Review Summary: This is what death metal feels like.
A lot of the best and most effectual moments for me in death metal are what I like to call “modular moments”. They’re usually bound to intros, breakdowns or bridges, outros, and the like. They centre around distilling the music’s essence and centre into a more atmospheric or concentrated sound. The creepy, undistorted picking of guitar strings, or the boiling down of a riff into a long-winded break that enhances the spirit or vibe of a song into something much more fulfilling than if it were just a barrage of unrelenting riffs from start to finish. They give it that horror-film feel. These modular moments separate the dullards from the truly horrific and naturally compelling death metal bands that understand it’s about more than a hard riff. It’s about controlling a dynamic sound. No band has ever done this better than when I first heard Ataraxy’s Revelations of the Ethereal
in 2012. They’re the first and only band I’ve ever heard that seems to compose their death metal entirely around these modular moments.
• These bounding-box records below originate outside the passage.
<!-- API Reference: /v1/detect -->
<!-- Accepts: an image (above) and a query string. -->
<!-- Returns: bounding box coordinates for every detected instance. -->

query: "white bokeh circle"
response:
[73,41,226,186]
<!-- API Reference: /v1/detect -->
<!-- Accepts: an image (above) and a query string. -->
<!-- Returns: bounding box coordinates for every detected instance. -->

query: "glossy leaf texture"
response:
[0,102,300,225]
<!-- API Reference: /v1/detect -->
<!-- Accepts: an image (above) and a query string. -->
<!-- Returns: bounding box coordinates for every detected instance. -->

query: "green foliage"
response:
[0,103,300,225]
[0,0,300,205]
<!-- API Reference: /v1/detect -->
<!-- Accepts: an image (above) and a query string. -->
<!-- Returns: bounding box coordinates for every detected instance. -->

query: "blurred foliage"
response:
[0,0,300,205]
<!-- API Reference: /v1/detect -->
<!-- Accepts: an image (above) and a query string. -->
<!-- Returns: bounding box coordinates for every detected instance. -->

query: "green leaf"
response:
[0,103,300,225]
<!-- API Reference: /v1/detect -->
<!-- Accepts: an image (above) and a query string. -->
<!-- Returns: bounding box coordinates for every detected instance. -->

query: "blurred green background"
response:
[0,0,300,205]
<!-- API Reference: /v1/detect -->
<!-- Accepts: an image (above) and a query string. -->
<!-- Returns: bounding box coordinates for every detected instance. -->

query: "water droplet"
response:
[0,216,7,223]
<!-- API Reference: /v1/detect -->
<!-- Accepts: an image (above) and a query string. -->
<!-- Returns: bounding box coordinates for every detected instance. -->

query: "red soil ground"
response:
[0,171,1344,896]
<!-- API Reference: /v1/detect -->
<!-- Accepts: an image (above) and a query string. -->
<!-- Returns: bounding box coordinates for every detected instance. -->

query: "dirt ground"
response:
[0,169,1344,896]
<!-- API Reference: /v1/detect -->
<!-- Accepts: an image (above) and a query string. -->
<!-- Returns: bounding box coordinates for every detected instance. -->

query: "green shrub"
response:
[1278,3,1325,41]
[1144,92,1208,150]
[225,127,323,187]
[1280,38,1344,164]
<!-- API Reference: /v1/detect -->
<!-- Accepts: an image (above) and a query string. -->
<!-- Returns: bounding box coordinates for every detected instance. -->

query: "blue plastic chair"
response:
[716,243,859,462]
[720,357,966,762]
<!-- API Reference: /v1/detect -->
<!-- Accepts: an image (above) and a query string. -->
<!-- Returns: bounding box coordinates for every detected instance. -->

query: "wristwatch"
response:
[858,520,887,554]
Some call it doom, but it’s a little different from that. They’re not just slowing their riffs down or injecting a heavy metal influences, they’re distilling their pure, 100% death metal riffs into atmospheric modules that expand and encompass an entire song, enveloping the listener in one of the most identifiable and immediately poignant sounds of the genre. You know Ataraxy when they’re playing. They don’t sound like anybody else—not for unique death metal, but for their unique construction of the genre’s greatest strength.
Where All Hope Fades
is no different and, in fact, takes it one step further. Ataraxy’s second album doesn’t forgo what made their debut so special, and continues this tradition of angular, creepy, and atmospheric death in even greater long-form compositions. Twelve-minute closing track ‘The Blackness of Eternal Night’ exemplifies this, a true monument to the style they’ve built. Long, winding labyrinths of gently layered guitars play over the oozing ahhs of the chants, synths, or hums that serve as the backdrop. The drums slowly plod forth until the distortion hits the guitars, supplanting the same ghostly melody with death metal rhythms and heaviness. The vocals howl in blood-curdling sickness. And the pace builds into a full-blown death metal riff-fest, evolving and changing within the bounds the band has created. After this initial precedent has been set, the rest of the track ebbs and flows back and forth with this dynamic of heavy, rhythmic death metal, and the modular moments the complement the riffs through refined means and tension.
Ataraxy continue to prove that they’re one of the most interesting and effectual bands in death metal today, both continuing the genre’s earliest traditions and expanding them to create not only an album that sounds great, but feels substantial and memorable even after a cursory listen. Ataraxy define themselves where so many other bands fail to do so. This is what death metal feels like.